SAÚDE PÚBLICA

Dois anos após acordo com MP, Uninove ainda não entregou hospital à Prefeitura de SP

Universidade Nove de Julho se comprometeu a construir e transferir hospital em troca de imunidade tributária, mas unidade segue sem previsão de funcionamento

Publicado em 12/11/2025 às 12:53
Reprodução / internet

Quase dois anos após firmar um acordo com o Ministério Público de São Paulo (MP-SP), a Universidade Nove de Julho (Uninove) ainda não entregou o Hospital Profª Lydia Storópoli, localizado no bairro da Liberdade, região central da capital paulista, à Prefeitura de São Paulo. Questionada sobre o motivo da demora e sobre o prazo para conclusão da obra, a universidade preferiu não se manifestar.

Em dezembro de 2023, a Uninove assinou um acordo com a Prefeitura e o MP-SP para encerrar um processo relacionado ao pagamento de propina a fiscais municipais, em troca de imunidade tributária. Pelo acordo, a instituição se comprometeu a pagar R$ 1 bilhão ao Executivo municipal e a construir e transferir, por 16 anos, o hospital à Secretaria Municipal da Saúde. O contrato foi homologado pela Justiça em março de 2024, mas, até o momento, a unidade de saúde permanece apenas no papel.

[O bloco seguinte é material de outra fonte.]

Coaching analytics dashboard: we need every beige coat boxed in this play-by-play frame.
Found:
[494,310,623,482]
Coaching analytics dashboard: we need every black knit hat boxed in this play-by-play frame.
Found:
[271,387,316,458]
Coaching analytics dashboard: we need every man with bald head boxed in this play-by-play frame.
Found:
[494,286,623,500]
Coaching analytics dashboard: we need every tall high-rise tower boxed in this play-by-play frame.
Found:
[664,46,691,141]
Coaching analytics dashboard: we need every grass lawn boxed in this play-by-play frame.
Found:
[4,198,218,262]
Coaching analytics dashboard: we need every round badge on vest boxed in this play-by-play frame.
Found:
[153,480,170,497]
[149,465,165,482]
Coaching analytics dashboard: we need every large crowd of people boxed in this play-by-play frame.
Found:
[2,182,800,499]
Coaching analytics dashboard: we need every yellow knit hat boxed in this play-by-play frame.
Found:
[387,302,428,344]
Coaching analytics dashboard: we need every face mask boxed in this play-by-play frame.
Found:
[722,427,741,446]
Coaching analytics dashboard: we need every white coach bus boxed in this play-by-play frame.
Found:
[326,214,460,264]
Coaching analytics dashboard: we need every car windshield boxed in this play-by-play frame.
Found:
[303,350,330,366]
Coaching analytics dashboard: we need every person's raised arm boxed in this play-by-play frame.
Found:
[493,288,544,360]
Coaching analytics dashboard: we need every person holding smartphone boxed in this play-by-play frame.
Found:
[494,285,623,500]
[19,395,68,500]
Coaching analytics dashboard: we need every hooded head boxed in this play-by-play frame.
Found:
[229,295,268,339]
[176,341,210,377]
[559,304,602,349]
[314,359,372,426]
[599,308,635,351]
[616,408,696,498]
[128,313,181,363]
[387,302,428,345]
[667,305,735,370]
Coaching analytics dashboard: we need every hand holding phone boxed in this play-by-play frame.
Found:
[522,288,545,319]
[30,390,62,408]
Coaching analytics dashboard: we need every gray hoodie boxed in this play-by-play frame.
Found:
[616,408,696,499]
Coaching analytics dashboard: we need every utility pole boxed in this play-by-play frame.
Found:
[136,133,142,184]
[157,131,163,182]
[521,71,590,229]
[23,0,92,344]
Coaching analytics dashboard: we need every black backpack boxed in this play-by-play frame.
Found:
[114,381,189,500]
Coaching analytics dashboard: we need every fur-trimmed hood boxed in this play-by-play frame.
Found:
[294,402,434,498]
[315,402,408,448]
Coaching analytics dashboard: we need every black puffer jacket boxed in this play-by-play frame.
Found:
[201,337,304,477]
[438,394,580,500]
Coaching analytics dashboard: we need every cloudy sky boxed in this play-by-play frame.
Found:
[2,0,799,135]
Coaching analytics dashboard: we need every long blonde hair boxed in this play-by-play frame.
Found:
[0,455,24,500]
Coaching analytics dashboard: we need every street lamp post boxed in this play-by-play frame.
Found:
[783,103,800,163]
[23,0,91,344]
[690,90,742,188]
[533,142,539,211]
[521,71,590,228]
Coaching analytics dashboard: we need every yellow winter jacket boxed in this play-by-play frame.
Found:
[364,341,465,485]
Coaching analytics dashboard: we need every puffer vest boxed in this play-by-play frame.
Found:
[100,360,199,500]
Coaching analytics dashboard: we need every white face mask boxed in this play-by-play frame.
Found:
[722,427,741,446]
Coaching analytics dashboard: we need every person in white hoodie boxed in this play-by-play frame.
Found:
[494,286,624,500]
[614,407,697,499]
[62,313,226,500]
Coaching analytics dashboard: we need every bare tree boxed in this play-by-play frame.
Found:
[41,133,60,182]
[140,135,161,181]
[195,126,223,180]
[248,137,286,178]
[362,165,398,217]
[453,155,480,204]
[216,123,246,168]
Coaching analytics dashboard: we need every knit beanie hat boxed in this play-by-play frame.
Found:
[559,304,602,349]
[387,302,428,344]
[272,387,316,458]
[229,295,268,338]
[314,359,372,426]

A administração municipal informou que aguarda as providências da Uninove. "É importante salientar que a Prefeitura é a parte beneficiária e o Ministério Público é quem fiscaliza", declarou, em nota. Segundo a Prefeitura, o projeto básico já foi elaborado e está em fase de licenciamento junto aos órgãos competentes. "Após essa etapa, a instalação da unidade para funcionar como um hospital geral será iniciada."

O promotor de Justiça responsável pelo acordo, Sílvio Marques, explicou que o projeto detalhado do hospital foi aprovado recentemente pela Secretaria da Saúde e agora está sob análise da Vigilância Sanitária, processo que pode levar cerca de seis meses. Só então as obras terão início, com previsão de duração de 15 meses. "Portanto, estamos falando em aproximadamente 20 meses para que o hospital efetivamente funcione", afirmou.

Marques ressalta que cobrou explicações tanto da Uninove quanto da Prefeitura. "Eles apontaram que é um projeto complexo, que demora mesmo para ser aprovado, e que não houve má vontade." Apesar da demora, o promotor afirma ter sido convencido pelas justificativas apresentadas. "A minha maior preocupação, na verdade, é que a região está sem hospital geral desde que o hospital da Bela Vista foi fechado."

O Hospital Municipal Bela Vista, situado na Rua Antônio Carlos, na Consolação, encerrou as atividades em novembro de 2024, após determinações da Vigilância Sanitária do Estado e do Ministério Público. A Prefeitura, contudo, afirma que a região central é atendida por outras unidades de saúde, como a UPA Vergueiro, Pronto-Socorro Barra Funda, AMA 24h Sé, Santa Casa de Misericórdia, Hospital das Clínicas e Hospital Municipal Infantil Menino Jesus.

A unidade de saúde da Uninove já funcionou como hospital de campanha municipal durante a pandemia de covid-19. Construída em 2021, dentro do campus Vergueiro da universidade, a estrutura recebeu investimento de R$ 18 milhões por parte da instituição. A Prefeitura arcou com os custos operacionais e pagou R$ 3,6 milhões em equipamentos. O local foi desativado após a redução dos casos da doença.

De acordo com o promotor Sílvio Marques, o acordo entre o MP-SP e a Uninove prevê a reconstrução do hospital pela universidade e a cessão do espaço à Secretaria da Saúde, que ficará responsável pelo custeio e gestão dos serviços. O projeto prevê a oferta de 600 leitos, cinco salas cirúrgicas, UTI e equipamentos de ponta.

"Um dos principais motivos para a assinatura do acordo foi o fato de a universidade ter prestado relevantes serviços de saúde à população, inclusive durante a pandemia", destacou o promotor, em dezembro de 2023, no anúncio do contrato.